Behavioral economics and donor nudges: Impulse or deliberation? (SSIR)

Dean Karlan, Piyush Tantia, & Sarah Welch

Originally published as “Behavioral Economics and Donor Nudges: Impulse or Deliberation?” in Stanford Social Innovation Review in January 2019, authors Dean Karlan, Piyush Tantia, and Sarah Welch discuss the psychological insights that can help nonprofits facilitate both impulsive and deliberate support from donors.

People donate to charity for many reasons. Hardly an objectionable claim. Generosity. Self-satisfaction. Guilt. Reciprocity. Duty. Prestige.

People also do not donate to charity for many reasons. Also hardly an objectionable claim. Inattention. Insufficient income. Over-spending. Fear of charity failure.

But whether people are giving or not, it seems that two factors remain steady: donors rarely give as much as they would like and they are rarely able to articulate consistent, evidence-based approaches to choosing the recipients of their aid.

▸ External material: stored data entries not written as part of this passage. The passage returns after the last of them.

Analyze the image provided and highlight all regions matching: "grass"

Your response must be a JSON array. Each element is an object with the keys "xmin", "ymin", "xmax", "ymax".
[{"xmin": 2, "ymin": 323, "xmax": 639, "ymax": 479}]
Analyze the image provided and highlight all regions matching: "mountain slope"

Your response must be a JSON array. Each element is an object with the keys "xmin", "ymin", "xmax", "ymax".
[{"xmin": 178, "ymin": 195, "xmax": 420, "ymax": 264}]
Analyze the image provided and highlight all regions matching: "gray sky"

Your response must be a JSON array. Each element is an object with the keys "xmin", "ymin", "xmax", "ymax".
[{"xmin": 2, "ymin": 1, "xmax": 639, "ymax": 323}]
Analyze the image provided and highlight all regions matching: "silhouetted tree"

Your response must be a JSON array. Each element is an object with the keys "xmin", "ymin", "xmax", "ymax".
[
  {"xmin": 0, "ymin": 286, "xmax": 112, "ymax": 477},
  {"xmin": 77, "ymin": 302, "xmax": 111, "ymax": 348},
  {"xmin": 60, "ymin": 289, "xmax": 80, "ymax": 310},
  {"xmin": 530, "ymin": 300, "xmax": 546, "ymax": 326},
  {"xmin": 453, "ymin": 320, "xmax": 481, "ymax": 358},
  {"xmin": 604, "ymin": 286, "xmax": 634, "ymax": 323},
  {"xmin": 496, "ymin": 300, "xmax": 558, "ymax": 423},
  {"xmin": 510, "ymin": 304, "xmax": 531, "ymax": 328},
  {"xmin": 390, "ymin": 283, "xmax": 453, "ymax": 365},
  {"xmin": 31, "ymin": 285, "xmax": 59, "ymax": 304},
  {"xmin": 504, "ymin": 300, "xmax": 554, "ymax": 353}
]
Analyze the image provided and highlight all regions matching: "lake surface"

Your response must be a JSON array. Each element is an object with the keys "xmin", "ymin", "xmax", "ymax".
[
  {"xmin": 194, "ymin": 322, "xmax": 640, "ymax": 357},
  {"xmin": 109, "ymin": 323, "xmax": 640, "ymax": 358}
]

Charities struggling with these donor barriers can turn to behavioral economics for insight. The science, encompassing psychology, economics, and other fields, can help facilitate donations, whether impulsive—quick gifts involving little analysis but rapid and positive emotional feedback—or deliberate—thoughtful contributions that resist the temptation of fast, feel-good donor experiences and more deeply account for the recipient of the aid and its results.  

Using these two categories for giving guides us toward impulsive and deliberative marketing techniques—“nudges” rooted in behavioral economics—that can profoundly influence the amount that people donate and the choices they make about which organizations to support.